Things I would like to find for it. 
26" lightweight rims. 
48 Sturmey Archer 3 or 4 speed hub. 
Bluemels lightweight mudguards.
Grips


----------



## SirMike1983 (Feb 14, 2021)

Nice. Looks like it had a Reynolds 531 sticker on the seat tube at one time, and it has the nice lugs.  Fun bike from the look of it.


----------



## dnc1 (Feb 15, 2021)

Ebay (UK site) usually has most of what you're looking for,  and I'm sure you can find it all over in the USA too.
Alternatively you could join the Veteran-Cycle Club in the UK, plenty of this stuff is regularly for sale in their classifieds.


----------



## Oilit (Feb 15, 2021)

This is one I hadn't heard of. Thanks for posting!


----------



## HARPO (Feb 15, 2021)

Cool bike!! 

Be careful riding so you don't become impaled on the rods sticking out on the rear or front fenders...


----------



## dnc1 (Feb 16, 2021)

Here's an image from the 1947/8 catalogue.....

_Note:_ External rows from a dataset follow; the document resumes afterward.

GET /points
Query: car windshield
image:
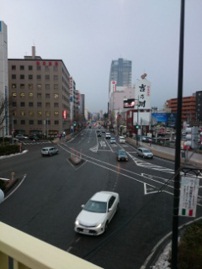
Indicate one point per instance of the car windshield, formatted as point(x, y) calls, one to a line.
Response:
point(96, 206)
point(146, 151)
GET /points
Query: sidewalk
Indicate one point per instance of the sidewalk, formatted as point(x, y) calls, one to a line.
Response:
point(187, 157)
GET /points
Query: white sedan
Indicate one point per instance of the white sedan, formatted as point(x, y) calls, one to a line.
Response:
point(49, 151)
point(97, 213)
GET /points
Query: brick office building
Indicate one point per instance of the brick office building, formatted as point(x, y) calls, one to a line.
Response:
point(39, 92)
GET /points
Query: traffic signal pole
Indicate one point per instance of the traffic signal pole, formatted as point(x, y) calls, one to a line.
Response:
point(174, 261)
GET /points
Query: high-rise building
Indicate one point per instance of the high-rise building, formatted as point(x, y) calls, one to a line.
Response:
point(4, 115)
point(199, 106)
point(39, 92)
point(121, 72)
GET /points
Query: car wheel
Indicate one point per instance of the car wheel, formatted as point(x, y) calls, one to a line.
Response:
point(106, 226)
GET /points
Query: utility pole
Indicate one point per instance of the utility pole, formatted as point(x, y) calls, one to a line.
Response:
point(174, 261)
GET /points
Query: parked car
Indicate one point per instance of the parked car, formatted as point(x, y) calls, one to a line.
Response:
point(122, 139)
point(49, 151)
point(21, 137)
point(97, 213)
point(107, 135)
point(144, 153)
point(112, 140)
point(122, 155)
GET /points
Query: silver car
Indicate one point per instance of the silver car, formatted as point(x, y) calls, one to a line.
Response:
point(144, 153)
point(97, 213)
point(49, 151)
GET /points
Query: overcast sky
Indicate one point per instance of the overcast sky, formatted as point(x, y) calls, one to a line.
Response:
point(88, 34)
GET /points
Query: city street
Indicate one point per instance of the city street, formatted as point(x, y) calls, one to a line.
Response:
point(48, 200)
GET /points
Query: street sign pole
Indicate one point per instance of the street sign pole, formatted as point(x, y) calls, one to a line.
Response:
point(174, 261)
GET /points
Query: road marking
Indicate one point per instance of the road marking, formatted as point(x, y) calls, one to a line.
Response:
point(149, 189)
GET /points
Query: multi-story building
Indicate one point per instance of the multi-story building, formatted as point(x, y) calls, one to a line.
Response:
point(4, 104)
point(121, 72)
point(188, 107)
point(39, 93)
point(199, 106)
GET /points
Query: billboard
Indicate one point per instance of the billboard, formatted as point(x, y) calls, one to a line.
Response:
point(168, 119)
point(141, 118)
point(129, 103)
point(142, 93)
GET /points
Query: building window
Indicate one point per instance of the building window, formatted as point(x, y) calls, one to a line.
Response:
point(38, 86)
point(22, 94)
point(30, 86)
point(47, 86)
point(55, 68)
point(22, 86)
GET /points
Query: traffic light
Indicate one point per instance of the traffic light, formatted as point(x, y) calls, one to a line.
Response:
point(192, 137)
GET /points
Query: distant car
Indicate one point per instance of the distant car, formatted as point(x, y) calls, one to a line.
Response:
point(144, 153)
point(34, 137)
point(97, 213)
point(122, 155)
point(122, 139)
point(49, 151)
point(21, 136)
point(146, 139)
point(107, 135)
point(112, 140)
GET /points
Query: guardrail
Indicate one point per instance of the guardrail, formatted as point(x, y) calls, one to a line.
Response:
point(19, 250)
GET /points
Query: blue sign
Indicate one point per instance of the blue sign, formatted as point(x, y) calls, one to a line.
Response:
point(168, 119)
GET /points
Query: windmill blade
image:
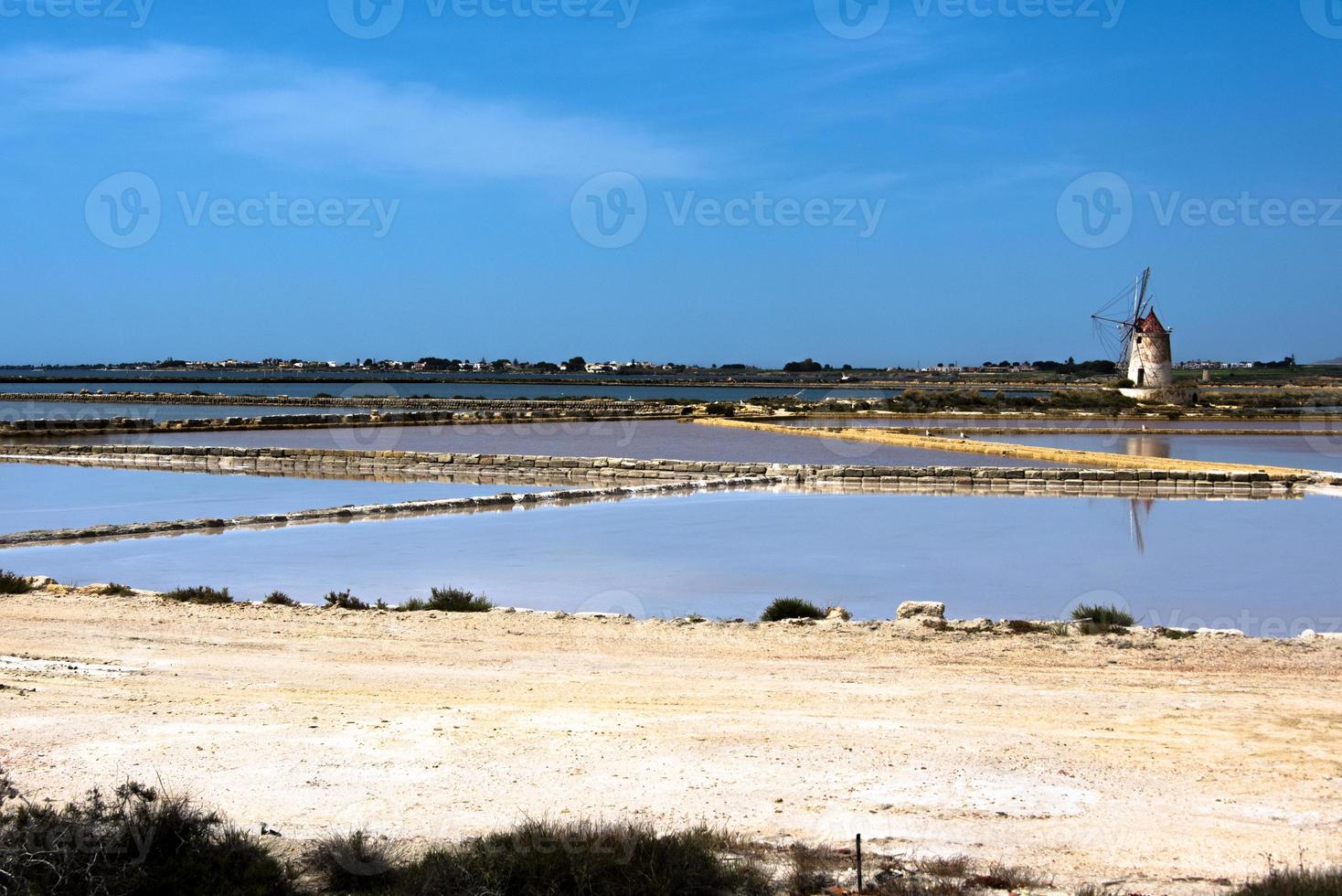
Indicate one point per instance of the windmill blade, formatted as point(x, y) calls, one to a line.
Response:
point(1144, 299)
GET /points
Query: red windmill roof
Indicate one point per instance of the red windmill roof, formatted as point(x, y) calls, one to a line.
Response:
point(1150, 324)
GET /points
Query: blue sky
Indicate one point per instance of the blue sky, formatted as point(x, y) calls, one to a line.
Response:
point(772, 180)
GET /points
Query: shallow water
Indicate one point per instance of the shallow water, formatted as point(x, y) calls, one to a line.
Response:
point(11, 411)
point(1264, 566)
point(1043, 422)
point(57, 496)
point(1304, 453)
point(643, 439)
point(479, 389)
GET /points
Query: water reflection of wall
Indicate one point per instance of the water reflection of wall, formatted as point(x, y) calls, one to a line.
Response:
point(1147, 447)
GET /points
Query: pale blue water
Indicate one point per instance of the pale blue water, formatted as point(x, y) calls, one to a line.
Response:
point(54, 496)
point(474, 389)
point(1043, 422)
point(1264, 566)
point(1304, 453)
point(644, 439)
point(11, 411)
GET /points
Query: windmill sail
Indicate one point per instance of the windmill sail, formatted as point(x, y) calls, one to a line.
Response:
point(1117, 326)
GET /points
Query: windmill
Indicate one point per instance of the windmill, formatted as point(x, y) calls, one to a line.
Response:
point(1141, 341)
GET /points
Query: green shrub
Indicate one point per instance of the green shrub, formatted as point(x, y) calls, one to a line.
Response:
point(791, 608)
point(356, 863)
point(1295, 883)
point(280, 599)
point(582, 858)
point(346, 601)
point(1009, 878)
point(200, 594)
point(449, 600)
point(1102, 620)
point(131, 843)
point(12, 583)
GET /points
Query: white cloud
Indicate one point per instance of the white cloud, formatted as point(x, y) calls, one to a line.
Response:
point(325, 117)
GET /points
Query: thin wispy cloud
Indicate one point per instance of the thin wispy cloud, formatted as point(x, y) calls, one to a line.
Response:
point(320, 117)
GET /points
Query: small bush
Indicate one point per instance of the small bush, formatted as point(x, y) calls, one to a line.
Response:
point(134, 843)
point(1101, 614)
point(1026, 626)
point(346, 601)
point(280, 599)
point(1295, 883)
point(1006, 878)
point(12, 583)
point(449, 600)
point(595, 860)
point(809, 869)
point(356, 863)
point(200, 594)
point(791, 608)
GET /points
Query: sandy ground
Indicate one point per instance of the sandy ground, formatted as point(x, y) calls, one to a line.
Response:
point(1092, 758)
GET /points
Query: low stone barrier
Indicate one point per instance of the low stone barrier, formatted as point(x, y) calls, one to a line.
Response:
point(501, 502)
point(431, 465)
point(395, 402)
point(126, 425)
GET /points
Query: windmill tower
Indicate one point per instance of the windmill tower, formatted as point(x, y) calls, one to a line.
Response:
point(1145, 347)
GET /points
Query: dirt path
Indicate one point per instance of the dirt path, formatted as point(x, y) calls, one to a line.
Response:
point(1092, 760)
point(1069, 456)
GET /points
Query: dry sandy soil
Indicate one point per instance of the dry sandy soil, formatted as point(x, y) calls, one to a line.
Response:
point(1092, 758)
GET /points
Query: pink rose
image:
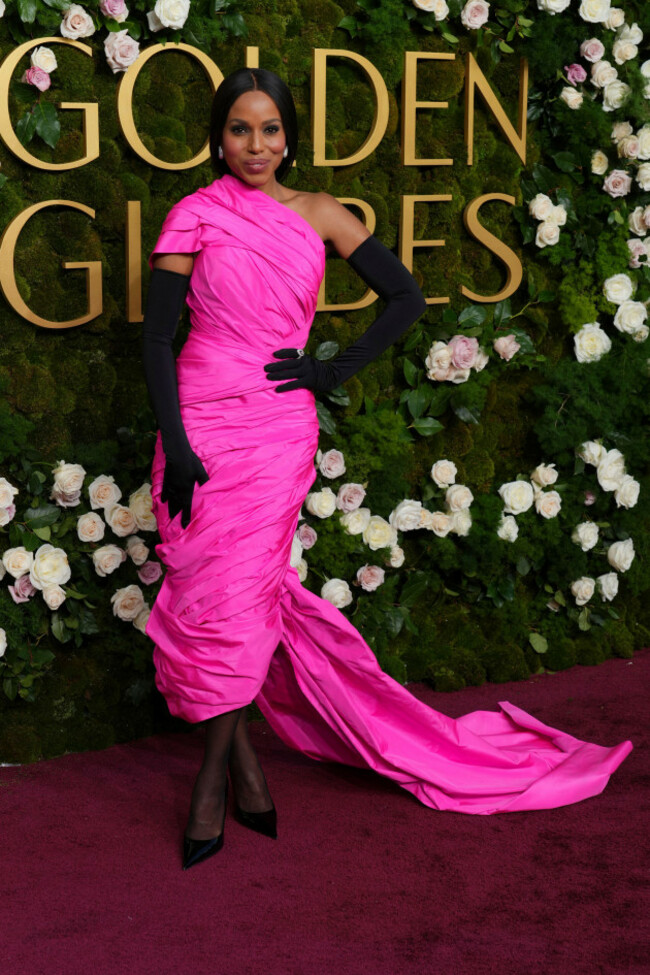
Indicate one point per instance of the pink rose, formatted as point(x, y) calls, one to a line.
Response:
point(121, 50)
point(617, 183)
point(149, 573)
point(506, 347)
point(115, 9)
point(37, 77)
point(307, 536)
point(370, 577)
point(350, 496)
point(592, 50)
point(575, 73)
point(463, 351)
point(22, 589)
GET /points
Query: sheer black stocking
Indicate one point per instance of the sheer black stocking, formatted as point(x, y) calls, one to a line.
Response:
point(207, 805)
point(246, 775)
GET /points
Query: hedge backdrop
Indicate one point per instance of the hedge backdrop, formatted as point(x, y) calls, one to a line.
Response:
point(470, 602)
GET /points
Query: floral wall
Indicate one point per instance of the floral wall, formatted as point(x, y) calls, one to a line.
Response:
point(480, 511)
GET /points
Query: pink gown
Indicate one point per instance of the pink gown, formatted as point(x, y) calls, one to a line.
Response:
point(232, 622)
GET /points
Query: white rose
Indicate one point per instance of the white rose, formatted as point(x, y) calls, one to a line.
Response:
point(636, 222)
point(610, 470)
point(583, 589)
point(121, 519)
point(614, 95)
point(406, 516)
point(76, 23)
point(474, 14)
point(438, 362)
point(49, 568)
point(137, 550)
point(379, 533)
point(585, 535)
point(517, 496)
point(630, 32)
point(337, 592)
point(603, 73)
point(458, 497)
point(591, 452)
point(444, 473)
point(627, 493)
point(630, 316)
point(591, 343)
point(141, 620)
point(140, 504)
point(370, 577)
point(54, 596)
point(396, 557)
point(643, 137)
point(553, 6)
point(618, 288)
point(121, 50)
point(571, 97)
point(107, 559)
point(7, 493)
point(332, 464)
point(440, 523)
point(540, 207)
point(620, 555)
point(302, 569)
point(350, 496)
point(103, 491)
point(643, 176)
point(17, 561)
point(461, 522)
point(322, 503)
point(548, 504)
point(548, 234)
point(296, 551)
point(592, 50)
point(607, 586)
point(356, 522)
point(508, 529)
point(128, 603)
point(544, 475)
point(624, 51)
point(90, 527)
point(44, 58)
point(68, 478)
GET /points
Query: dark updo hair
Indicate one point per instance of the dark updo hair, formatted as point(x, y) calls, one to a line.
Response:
point(234, 85)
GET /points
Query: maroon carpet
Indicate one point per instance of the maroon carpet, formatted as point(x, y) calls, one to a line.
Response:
point(362, 880)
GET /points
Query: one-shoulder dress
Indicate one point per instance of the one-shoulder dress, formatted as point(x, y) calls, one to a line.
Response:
point(232, 622)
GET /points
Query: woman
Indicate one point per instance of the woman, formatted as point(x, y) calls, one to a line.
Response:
point(234, 459)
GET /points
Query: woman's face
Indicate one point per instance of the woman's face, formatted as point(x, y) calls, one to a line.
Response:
point(253, 138)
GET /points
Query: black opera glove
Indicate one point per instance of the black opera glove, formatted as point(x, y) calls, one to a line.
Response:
point(386, 275)
point(183, 469)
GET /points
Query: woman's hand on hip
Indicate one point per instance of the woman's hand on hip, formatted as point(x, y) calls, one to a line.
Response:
point(303, 370)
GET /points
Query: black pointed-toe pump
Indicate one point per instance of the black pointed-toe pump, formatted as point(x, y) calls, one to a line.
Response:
point(195, 851)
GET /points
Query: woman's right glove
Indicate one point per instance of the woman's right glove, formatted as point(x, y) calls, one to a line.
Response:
point(183, 469)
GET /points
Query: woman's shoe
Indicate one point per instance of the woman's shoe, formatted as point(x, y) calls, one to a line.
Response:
point(195, 851)
point(264, 822)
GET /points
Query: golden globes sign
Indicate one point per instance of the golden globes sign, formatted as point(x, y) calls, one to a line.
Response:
point(474, 81)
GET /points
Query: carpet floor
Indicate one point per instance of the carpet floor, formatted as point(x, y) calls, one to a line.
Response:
point(362, 880)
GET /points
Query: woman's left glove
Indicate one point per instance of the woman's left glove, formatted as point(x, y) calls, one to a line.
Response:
point(304, 371)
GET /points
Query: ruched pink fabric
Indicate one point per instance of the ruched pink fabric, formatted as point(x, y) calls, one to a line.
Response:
point(232, 622)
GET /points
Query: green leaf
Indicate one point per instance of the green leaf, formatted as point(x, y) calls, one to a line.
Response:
point(538, 642)
point(426, 426)
point(472, 315)
point(47, 123)
point(40, 517)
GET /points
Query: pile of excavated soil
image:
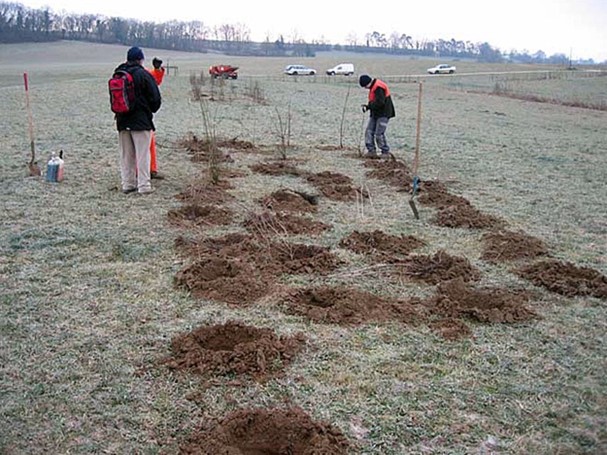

Plus an image of the SA hubs offered by Rudge Whitworth at that time, and prices......




"Lustre Orange" is your colour!

Images from VC-C library.


----------



## wrongway (Mar 11, 2021)

Nice bike! I had a '51 a few years ago. I posted it here somewhere. It was that orange color, too. Faded out as well. Neat bikes. Kicking myself for selling it now!


----------